Rising Like The Sun is the second single from the Danish producer Steen Thottrups’ critically acclaimed new album Balearic Bliss. The track sees him team up with long-time collaborator Denver Knoesen on a track that sums up the whole sunrise at Café del Mar feeling – acoustic guitar, undulating beats and emotive lyrics, underpinning that sense of wistful joy evoked by one memorable night ending, but with a new day of possibilities to come.
Jessie Frye takes the standard poppy love song and inverts it on Honey, over a sultry electro arrangement she ladles out sugar sweet lyrics that play tricks with the listener. Initially presenting Frye has the passive receiver of her lover’s intentions and actions, they take a twist to show that she has a dominant role in the relationship. Superficially Honey might come across as a love song and maybe it is, but it plays about with ideas like power and honesty in relationships in a wry, catchy fashion.
Another track that plays with the convention is Satellite by Prime which takes some musical inspiration from the ‘big room’ house music genre but instead of parading vacuous slogans over cliched beats, Prime lets his vocals and heartfelt lyrics take centre stage on a song that seamlessly grafts on synthpop and futurepop elements, engendering in the listener a sense of empathy rather than a sense of empty euphoria. Oh, and it’s a great pop song!

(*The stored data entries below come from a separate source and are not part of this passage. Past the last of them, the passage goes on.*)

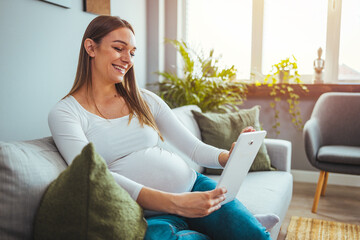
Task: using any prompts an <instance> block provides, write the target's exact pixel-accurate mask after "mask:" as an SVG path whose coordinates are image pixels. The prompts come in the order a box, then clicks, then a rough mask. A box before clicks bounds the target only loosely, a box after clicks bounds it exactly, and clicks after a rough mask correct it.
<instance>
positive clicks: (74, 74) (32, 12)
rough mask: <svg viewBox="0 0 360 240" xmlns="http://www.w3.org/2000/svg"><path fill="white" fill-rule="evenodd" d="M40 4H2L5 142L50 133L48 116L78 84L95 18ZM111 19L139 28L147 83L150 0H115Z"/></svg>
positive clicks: (25, 2)
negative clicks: (113, 15) (49, 113)
mask: <svg viewBox="0 0 360 240" xmlns="http://www.w3.org/2000/svg"><path fill="white" fill-rule="evenodd" d="M71 3H72V6H71V8H70V9H65V8H62V7H58V6H55V5H52V4H49V3H46V2H43V1H39V0H0V34H1V38H0V43H1V44H0V141H8V140H29V139H34V138H40V137H45V136H49V135H50V131H49V129H48V124H47V114H48V112H49V110H50V109H51V108H52V106H53V105H54V104H55V103H56V102H57V101H58V100H60V99H61V98H62V97H63V96H64V95H66V94H67V92H68V91H69V90H70V88H71V86H72V83H73V81H74V77H75V72H76V66H77V60H78V54H79V49H80V43H81V39H82V35H83V33H84V31H85V29H86V27H87V25H88V24H89V22H90V21H91V20H92V19H93V18H95V17H96V15H94V14H90V13H86V12H84V11H83V1H82V0H72V1H71ZM111 7H112V10H111V12H112V15H118V16H120V17H122V18H124V19H126V20H129V22H130V23H132V25H133V26H134V28H135V33H136V38H137V45H138V50H139V51H137V56H136V60H135V71H136V75H137V77H138V83H139V85H140V86H141V87H144V86H145V83H146V77H145V76H146V0H132V1H126V0H113V1H112V4H111Z"/></svg>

South London born and bred, but now based in Berlin, Lamia brews up a mesmerising sound on Not Mine. It sees her take inspiration from dark electronica and the Berlin and London electronic music scenes, as she sprinkles Not Mine with slow beats, chilled synths and most importantly vocals that wouldn’t be amiss on a classic Blue Note album. She’s described the track as being about ‘ideals overriding reality and the attempt to compete with a version of yourself within another’s mind. It explores the power of the human psyche to live through what you want to believe, rather than what is actually there’ and feels like a torch song for the 21st century.

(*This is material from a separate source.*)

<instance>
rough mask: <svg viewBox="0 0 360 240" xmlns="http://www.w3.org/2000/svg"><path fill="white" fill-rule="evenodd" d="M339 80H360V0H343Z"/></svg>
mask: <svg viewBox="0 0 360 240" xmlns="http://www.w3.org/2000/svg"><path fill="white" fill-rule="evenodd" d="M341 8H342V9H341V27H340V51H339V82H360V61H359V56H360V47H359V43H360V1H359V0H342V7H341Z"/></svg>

I found it hard to write something about Elohim’s The Wave beyond ‘it’s great and you really should listen to it cos it’s awesome’. It’s very much its own sound and it encapsulates why she is becoming such a live draw. If you like the carefree pop of CHVRCHES, a bit of early Madonna, the leftfield laconia of Ionnalee then the upbeat and frankly fabulous The Wave will have you dancing like a fool.

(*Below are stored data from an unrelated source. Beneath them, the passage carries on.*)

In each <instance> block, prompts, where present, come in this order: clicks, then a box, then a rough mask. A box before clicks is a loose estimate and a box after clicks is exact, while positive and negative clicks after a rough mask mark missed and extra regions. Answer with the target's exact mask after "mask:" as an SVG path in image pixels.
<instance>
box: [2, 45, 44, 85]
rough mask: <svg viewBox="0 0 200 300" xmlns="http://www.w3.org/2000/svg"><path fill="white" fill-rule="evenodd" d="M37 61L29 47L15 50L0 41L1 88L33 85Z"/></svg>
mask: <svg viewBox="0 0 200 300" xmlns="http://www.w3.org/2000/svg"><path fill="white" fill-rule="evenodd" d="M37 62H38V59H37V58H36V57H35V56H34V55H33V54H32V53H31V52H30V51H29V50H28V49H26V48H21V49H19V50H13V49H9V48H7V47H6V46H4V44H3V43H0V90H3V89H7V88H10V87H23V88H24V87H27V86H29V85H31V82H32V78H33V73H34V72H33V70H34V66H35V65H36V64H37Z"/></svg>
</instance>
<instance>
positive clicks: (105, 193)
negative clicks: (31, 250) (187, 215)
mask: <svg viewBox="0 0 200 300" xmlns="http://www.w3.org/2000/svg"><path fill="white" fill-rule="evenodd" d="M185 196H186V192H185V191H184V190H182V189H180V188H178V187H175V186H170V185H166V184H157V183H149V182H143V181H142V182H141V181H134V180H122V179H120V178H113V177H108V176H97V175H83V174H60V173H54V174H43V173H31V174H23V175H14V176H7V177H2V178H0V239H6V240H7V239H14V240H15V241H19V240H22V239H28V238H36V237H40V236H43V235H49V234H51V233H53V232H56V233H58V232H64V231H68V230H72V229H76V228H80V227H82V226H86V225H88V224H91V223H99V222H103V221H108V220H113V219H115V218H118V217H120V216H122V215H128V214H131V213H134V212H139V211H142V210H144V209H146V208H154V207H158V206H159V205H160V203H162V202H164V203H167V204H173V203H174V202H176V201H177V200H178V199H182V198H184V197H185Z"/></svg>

Last up this week is Aussie duo Kllo with Dissolve, the lead single from their debut album Backwater which is out on 20th October. There’s an oddly retro feel to this; not in the arrangement or overall sound, but more the sensation It creates of being around dance music in the early 90s when the excitement of hearing something new and innovative was such a rush. You can pick out a myriad of genres on Dissolve but it feels so self-contained and unified it feels like it was born, not made. They’re playing Manchester soon an we’ll be there, that’s for sure!
Thanks for sticking with me through all that verbiage, as ever, I hope there was something in there that appealed and made you want to hear more from these fabulous artists!